Mechanical Regulation of Breast Cancer Bone Metastasis via Osteocytes’ Signaling to Endothelial Cells

Ma, Yu-Heng 1; Xu, Liangchen 1; Mei, Xueting 1; You, Lidan 1, 2

1. Institute of Biomaterials and Biomedical Engineering, University of Toronto; 
2. Department of Mechanical and Industrial Engineering, University of Toronto

INTRODUCTION: Bone metastases, the migration of cancers to the bone, occur in 65-75% of patients with advanced breast cancer and significantly increase the morbidity and mortality of patients. Bone mechanical loading during exercise, commonly suggested for cancer patients, stimulate osteocytes, the major population of cells in the bone. We previously showed that mechanically stimulated osteocytes affect breast cancer cell both directly through chemokines and indirectly through osteoclasts and endothelial cells [1]. Since endothelial cells comprise the first barrier encountered by metastasizing cancer cells in blood vessels, we will be investigating the mechanism underlying mechanically stimulated osteocytes’ impact on the interaction between endothelial cells and breast cancer cells during metastasis. 

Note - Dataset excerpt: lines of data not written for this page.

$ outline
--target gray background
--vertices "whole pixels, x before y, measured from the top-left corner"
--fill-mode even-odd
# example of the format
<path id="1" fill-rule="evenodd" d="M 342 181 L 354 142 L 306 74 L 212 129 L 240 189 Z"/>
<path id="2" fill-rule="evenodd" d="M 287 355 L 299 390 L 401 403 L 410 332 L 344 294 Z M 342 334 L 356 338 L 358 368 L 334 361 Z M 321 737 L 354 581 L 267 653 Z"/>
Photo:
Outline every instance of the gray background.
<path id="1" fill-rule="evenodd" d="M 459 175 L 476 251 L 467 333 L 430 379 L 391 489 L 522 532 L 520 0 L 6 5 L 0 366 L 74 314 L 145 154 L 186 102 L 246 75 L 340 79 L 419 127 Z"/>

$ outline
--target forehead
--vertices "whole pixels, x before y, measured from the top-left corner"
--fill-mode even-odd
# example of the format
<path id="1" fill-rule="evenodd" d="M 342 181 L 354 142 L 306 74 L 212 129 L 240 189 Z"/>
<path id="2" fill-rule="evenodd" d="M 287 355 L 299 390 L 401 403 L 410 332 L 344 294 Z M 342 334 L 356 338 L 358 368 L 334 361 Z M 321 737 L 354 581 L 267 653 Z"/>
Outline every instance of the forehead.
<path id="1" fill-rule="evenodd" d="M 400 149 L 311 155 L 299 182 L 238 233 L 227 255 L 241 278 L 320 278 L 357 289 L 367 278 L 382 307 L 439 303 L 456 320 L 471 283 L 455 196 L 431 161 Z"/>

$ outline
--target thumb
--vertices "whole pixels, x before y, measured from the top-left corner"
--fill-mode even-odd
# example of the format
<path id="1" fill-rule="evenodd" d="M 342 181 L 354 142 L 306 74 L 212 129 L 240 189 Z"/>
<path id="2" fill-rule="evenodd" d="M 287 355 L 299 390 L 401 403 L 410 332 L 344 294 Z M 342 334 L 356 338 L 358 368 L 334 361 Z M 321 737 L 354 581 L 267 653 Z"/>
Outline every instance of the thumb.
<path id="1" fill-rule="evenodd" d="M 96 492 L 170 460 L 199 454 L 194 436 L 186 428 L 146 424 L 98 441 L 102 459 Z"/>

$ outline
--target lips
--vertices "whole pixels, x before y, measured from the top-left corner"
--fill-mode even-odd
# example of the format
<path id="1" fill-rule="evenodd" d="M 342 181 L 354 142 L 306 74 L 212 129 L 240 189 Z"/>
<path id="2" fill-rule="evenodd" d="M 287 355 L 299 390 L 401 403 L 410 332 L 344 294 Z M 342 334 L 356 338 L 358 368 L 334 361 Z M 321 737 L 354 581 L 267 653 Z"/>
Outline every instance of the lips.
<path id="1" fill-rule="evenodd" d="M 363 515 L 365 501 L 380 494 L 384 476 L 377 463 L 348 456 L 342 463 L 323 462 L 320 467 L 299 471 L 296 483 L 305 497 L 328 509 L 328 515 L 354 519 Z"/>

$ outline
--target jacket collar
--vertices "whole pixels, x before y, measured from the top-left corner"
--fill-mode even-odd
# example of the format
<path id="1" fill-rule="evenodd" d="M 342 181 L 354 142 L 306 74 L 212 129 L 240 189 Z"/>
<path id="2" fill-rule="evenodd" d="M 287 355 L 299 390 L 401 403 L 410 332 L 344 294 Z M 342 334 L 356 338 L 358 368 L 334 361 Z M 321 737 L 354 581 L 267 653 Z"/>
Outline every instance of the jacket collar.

METHODS: To simulate the mechanical stimulation experienced by osteocytes during mild exercise, MLO-Y4 osteocyte-like cells (gift of Dr. Lynda Bonewald, Indiana University) were placed in flow chambers and subjected to oscillatory fluid flow (1Pa; 1Hz; 2 hours). Osteocytes were then cultured for 24 hours and medium was extracted (conditioned medium; CM). Controls were MLO-Y4 cells not placed in flow chambers. Human umbilical vein endothelial cells (HUVECs; gift of Dr. Young, University of Toronto) were conditioned in osteocyte CM. Endothelial permeability was measured with fluorescein-dextran, 40 kDa. The strength of MDA-MB-231 breast cancer cells’ adhesion to endothelial cells was tested by applying 30 minutes of oscillatory fluid flow (1Pa; 1Hz) after 30 minutes of adhesion. Gene expression of MDA-MB-231/1833 bone-metastatic breast cancer cells (gift of Dr. Seth, University of Toronto) conditioned in CM from endothelial cells conditioned in osteocyte CM was determined with PCR. 

PRELIMINARY RESULTS: CM from mechanically stimulated osteocytes reduces the adhesion of breast cancer cells (by 18%) to endothelial cells by lowering endothelial cell’ expression of ICAM-1 (intercellular adhesion molecule 1). This aligns well with our previous result demonstrating the reduction of breast cancer cell extravasation towards CM from mechanically stimulated osteocytes [1]. Furthermore, CM from endothelial cells conditioned in CM form mechanically stimulated osteocytes lowered the expression of MMP-9 (matrix metallopeptidase 9; important for cancer cells to degrade the matrix during invasion into the bone) by bone-metastatic breast cancer cells (by 54%). 

CONCLUSION: We have demonstrated that signaling from mechanically stimulated osteocytes reduces the ability of breast cancer cells to adhere to endothelial cells and degrade the bone. This provides insights into the impact of exercises on bone metastases through osteocyte and endothelial cell signaling. Examining the mechanism will assist in designing cancer intervention programs that lower the risk for bone metastases. 

REFERENCES: [1] Ma. J Cell Biochem. 2018.